Mr Obama said that under his proposals, taxes on any revenue below $250,000 would remain the same, but that earnings above that level would be subject to a 39% tax, instead of the current 36% rate.
So, according to the facts as spelled out above, were Joe the plumber to buy the business in question (keep in mind that he doesn't even own this business yet, so at this point the argument is purely speculative) he would fall into that roughly 2% of small businesses that would pay additional taxes under the Obama plan. OK, but how much more would Joe end up paying? Well, do the math:
1) All income below $250,000 remains taxed at the current rate.
2) according to Joe's own estimates, that leaves between $0 to $30,000 that would be taxed under the new rate.

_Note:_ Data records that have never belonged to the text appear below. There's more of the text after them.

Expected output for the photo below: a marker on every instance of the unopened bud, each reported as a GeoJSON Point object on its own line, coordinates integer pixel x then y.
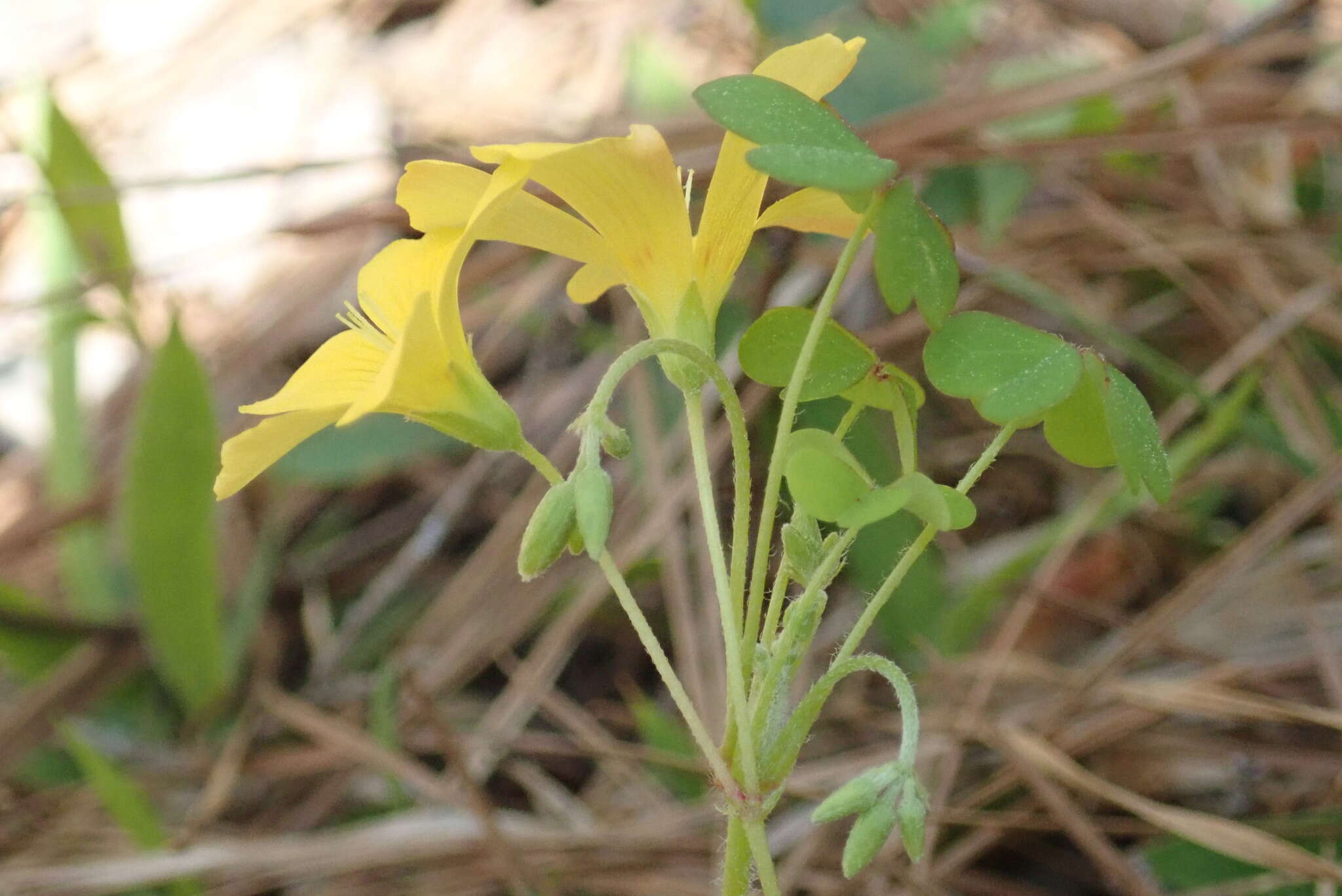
{"type": "Point", "coordinates": [546, 533]}
{"type": "Point", "coordinates": [594, 500]}
{"type": "Point", "coordinates": [868, 836]}
{"type": "Point", "coordinates": [858, 796]}
{"type": "Point", "coordinates": [615, 439]}
{"type": "Point", "coordinates": [913, 817]}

3) Let's assume a "worst" case scenario and use $30,000 as our baseline.
4) Obama's plan represents an increase of 3% over the current tax rate (39% vs. 36%)
So under the Obama plan, Joe, whose business brings in $280,000 profit every year, would pay an additional, back breaking $900
And that's going to keep him from buying the business? Not exactly Joe the pauper, is it? Something just doesn't add up.